Che Meloni intendesse collaborare, in posizione magari meno esposta o subordinata, all’impegno della coalition of the willing europea per le garanzie di sicurezza dell’Ucraina, era nella migliore delle ipotesi un wishful thinking e nella peggiore un bluff, neppure finalizzato a propiziare un cambio di posizione da parte del Presidente del Consiglio, semmai a dissimulare il disallineamento con i principali Paesi europei, che tutti i vertici internazionali, al di là del linguaggio diplomatico, facevano emergere con chiarezza.

L’Italia non era stata tra i Paesi dell’Unione europea che, dopo l’agguato a Volodymyr Zelensky alla Casa Bianca, avevano notificato a Donald Trump che non avrebbero seguito gli Stati Uniti nel totale disimpegno dal sostegno a Kyjiv e avrebbero rotto l’unità auro-atlantica prima di abbandonare l’Ucraina al suo destino. Quello è stato il momento in cui l’accordo tra Trump e Vladimir Putin si è incrinato e in quell’occasione Meloni si è ben guardata dallo schierarsi, provando invece a gettare acqua sul fuoco, come se i dissidi fossero tutti frutto di un equivoco o di un’incomprensione.
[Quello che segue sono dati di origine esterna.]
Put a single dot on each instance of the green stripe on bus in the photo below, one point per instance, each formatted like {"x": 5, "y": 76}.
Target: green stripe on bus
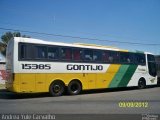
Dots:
{"x": 119, "y": 75}
{"x": 128, "y": 75}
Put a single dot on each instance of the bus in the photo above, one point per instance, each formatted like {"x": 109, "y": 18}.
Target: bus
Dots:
{"x": 35, "y": 65}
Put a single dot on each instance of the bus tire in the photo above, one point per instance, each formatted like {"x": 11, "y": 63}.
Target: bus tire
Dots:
{"x": 141, "y": 83}
{"x": 74, "y": 87}
{"x": 57, "y": 88}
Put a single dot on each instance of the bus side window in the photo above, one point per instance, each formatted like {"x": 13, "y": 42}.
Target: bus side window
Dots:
{"x": 114, "y": 56}
{"x": 66, "y": 53}
{"x": 25, "y": 51}
{"x": 88, "y": 55}
{"x": 52, "y": 53}
{"x": 97, "y": 56}
{"x": 105, "y": 56}
{"x": 126, "y": 57}
{"x": 40, "y": 52}
{"x": 77, "y": 54}
{"x": 140, "y": 58}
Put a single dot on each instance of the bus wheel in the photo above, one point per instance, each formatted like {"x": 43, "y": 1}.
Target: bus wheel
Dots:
{"x": 141, "y": 84}
{"x": 57, "y": 88}
{"x": 158, "y": 82}
{"x": 74, "y": 87}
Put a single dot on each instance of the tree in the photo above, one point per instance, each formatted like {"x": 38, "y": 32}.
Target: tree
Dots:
{"x": 6, "y": 38}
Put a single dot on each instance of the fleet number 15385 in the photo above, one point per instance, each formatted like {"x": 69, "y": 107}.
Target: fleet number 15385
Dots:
{"x": 36, "y": 66}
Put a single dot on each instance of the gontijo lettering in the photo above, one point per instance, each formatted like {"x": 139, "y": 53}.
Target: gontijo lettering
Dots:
{"x": 84, "y": 67}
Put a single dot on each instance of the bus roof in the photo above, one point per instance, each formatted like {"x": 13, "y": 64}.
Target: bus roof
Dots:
{"x": 81, "y": 45}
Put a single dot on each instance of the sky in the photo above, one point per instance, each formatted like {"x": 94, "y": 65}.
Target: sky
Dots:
{"x": 113, "y": 20}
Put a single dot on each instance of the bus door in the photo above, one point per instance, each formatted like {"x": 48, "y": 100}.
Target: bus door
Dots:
{"x": 27, "y": 83}
{"x": 91, "y": 79}
{"x": 152, "y": 66}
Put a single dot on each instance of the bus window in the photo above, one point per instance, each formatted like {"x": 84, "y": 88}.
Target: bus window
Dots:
{"x": 52, "y": 53}
{"x": 126, "y": 57}
{"x": 105, "y": 56}
{"x": 40, "y": 52}
{"x": 25, "y": 51}
{"x": 88, "y": 55}
{"x": 77, "y": 54}
{"x": 66, "y": 53}
{"x": 97, "y": 55}
{"x": 152, "y": 65}
{"x": 113, "y": 57}
{"x": 140, "y": 58}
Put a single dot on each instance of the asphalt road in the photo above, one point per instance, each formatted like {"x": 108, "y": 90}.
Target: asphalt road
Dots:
{"x": 89, "y": 102}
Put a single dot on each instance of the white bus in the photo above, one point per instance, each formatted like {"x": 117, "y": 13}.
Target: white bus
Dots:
{"x": 39, "y": 66}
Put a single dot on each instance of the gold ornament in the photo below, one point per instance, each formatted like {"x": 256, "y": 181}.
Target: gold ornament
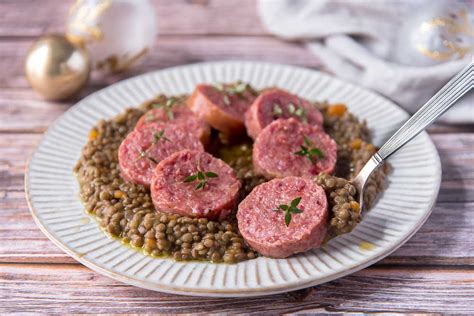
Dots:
{"x": 56, "y": 68}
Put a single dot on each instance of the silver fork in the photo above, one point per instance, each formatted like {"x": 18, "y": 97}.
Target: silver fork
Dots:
{"x": 458, "y": 86}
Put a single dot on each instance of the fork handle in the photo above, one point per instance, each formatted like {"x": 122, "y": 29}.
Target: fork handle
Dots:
{"x": 458, "y": 86}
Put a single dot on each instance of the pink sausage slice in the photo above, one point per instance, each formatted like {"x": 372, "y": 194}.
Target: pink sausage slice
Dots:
{"x": 144, "y": 148}
{"x": 222, "y": 106}
{"x": 276, "y": 104}
{"x": 279, "y": 151}
{"x": 173, "y": 189}
{"x": 174, "y": 112}
{"x": 265, "y": 229}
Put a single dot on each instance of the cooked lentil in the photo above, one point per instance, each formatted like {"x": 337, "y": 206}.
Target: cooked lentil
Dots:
{"x": 125, "y": 210}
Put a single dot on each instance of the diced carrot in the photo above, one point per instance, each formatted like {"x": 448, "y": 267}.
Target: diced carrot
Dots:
{"x": 93, "y": 134}
{"x": 356, "y": 143}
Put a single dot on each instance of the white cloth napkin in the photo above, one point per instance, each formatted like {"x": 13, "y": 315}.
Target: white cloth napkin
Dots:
{"x": 374, "y": 44}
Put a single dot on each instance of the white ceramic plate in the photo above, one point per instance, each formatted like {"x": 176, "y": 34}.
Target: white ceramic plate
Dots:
{"x": 52, "y": 189}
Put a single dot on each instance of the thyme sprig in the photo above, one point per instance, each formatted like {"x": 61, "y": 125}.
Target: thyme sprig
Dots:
{"x": 202, "y": 177}
{"x": 309, "y": 150}
{"x": 289, "y": 209}
{"x": 160, "y": 136}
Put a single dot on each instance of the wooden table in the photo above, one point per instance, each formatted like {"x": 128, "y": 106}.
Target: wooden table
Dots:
{"x": 433, "y": 272}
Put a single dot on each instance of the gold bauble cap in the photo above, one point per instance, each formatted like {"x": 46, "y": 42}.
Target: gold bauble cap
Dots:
{"x": 56, "y": 67}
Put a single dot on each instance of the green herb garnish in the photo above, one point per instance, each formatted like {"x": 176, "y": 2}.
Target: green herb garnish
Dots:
{"x": 149, "y": 118}
{"x": 309, "y": 150}
{"x": 160, "y": 136}
{"x": 201, "y": 177}
{"x": 289, "y": 209}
L’Italia, pur avendo proposto di estendere l’articolo 5 dello Trattato Nato all’Ucraina, senza ingresso nel Paese dell’alleanza, si è sempre guardata dall’impegnarsi concretamente sul punto; al contrario ha detto e mille volte ripetuto che la solidarietà italiana non si sarebbe mai spinta ad autorizzare l’utilizzo di risorse e mezzi militari nazionali nelle attività di contrasto di nuove aggressioni russe in Ucraina. Il celebratissimo “lodo Meloni” è un italianissimo: “Armiamoci e partite”.

La Presidente del Consiglio, prima che Salvini si esibisse nuovamente nelle sue contumelie misogalliche – un evergreen del repertorio di Capitan Papeete, insieme alla ruffianeria pacifista di committenza moscovita – e pure prima che l’incontro a Washington successivo al vertice di Anchorage ridestasse le speranze in un processo di pace mai effettivamente avviato, dall’elezione di Trump in poi non ha fatto nient’altro che barcamenarsi tra la Casa Bianca e le cancellerie europee, fingendo di rappresentare un ponte tra le due sponde dell’Atlantico e puntando solo ad arrivare politicamente viva al momento in cui sarebbe passata la nottata di questa guerra disgraziata, non voluta e soprattutto non accettata per quella che è.

Nella serata di giovedì abbiamo avuto solo l’ennesima conferma, non certo la rivelazione, che la posizione di Salvini è quella del governo italiano. Non perché è la più forte, ma perché semplicemente non ce n’è un’altra, visto che per la destra italiana, come peraltro per la sinistra, quella all’Ucraina non è e non deve diventare una guerra europea – cioè esattamente quella che è – e deve essere trattata come una guerra regionale esplosa ai confini del vecchio impero sovietico, di cui un governo responsabile deve solo limitare di importare troppi effetti collaterali.

Le idee, quelle giuste come quelle sbagliate, presentano sempre il conto e sull’Ucraina la destra italiana – tutta, senza eccezioni – sta pagando la propria devozione sovranista e quindi naturalmente trumpian-putiniana e la propria paranoia anti-europea.

Giovedì sera, dopo uno degli attacchi russi di più vasta scala dall’inizio del conflitto sulla popolazione e sulle infrastrutture civili ucraine, il governo italiano si è riunito e per tutta risposta ha nominato ambasciatore a Mosca un diplomatico in quota Lega, si è schierata contro le iniziative dei paesi volenterosi per l’Ucraina, ha escluso per la milionesima volta un impegno militare diretto dell’Italia a garanzia della pace, anche quando questa venisse mai raggiunta – campo cavallo – e ha smentito pure l’ipotesi di missioni civili di sminamento in Ucraina da parte di militari italiani, che erano state ipotizzate nei giorni scorsi da Antonio Tajani.

Manco gli sminatori, caso mai Mosca potesse dalla loro presenza concludere che il governo italiano intenda troppo intralciare i disegni russi. Eppure – stiamone certi – la leggenda giornalistica di una Meloni filoucraina che tiene testa a un Salvini filorusso continuerà a essere raccontata.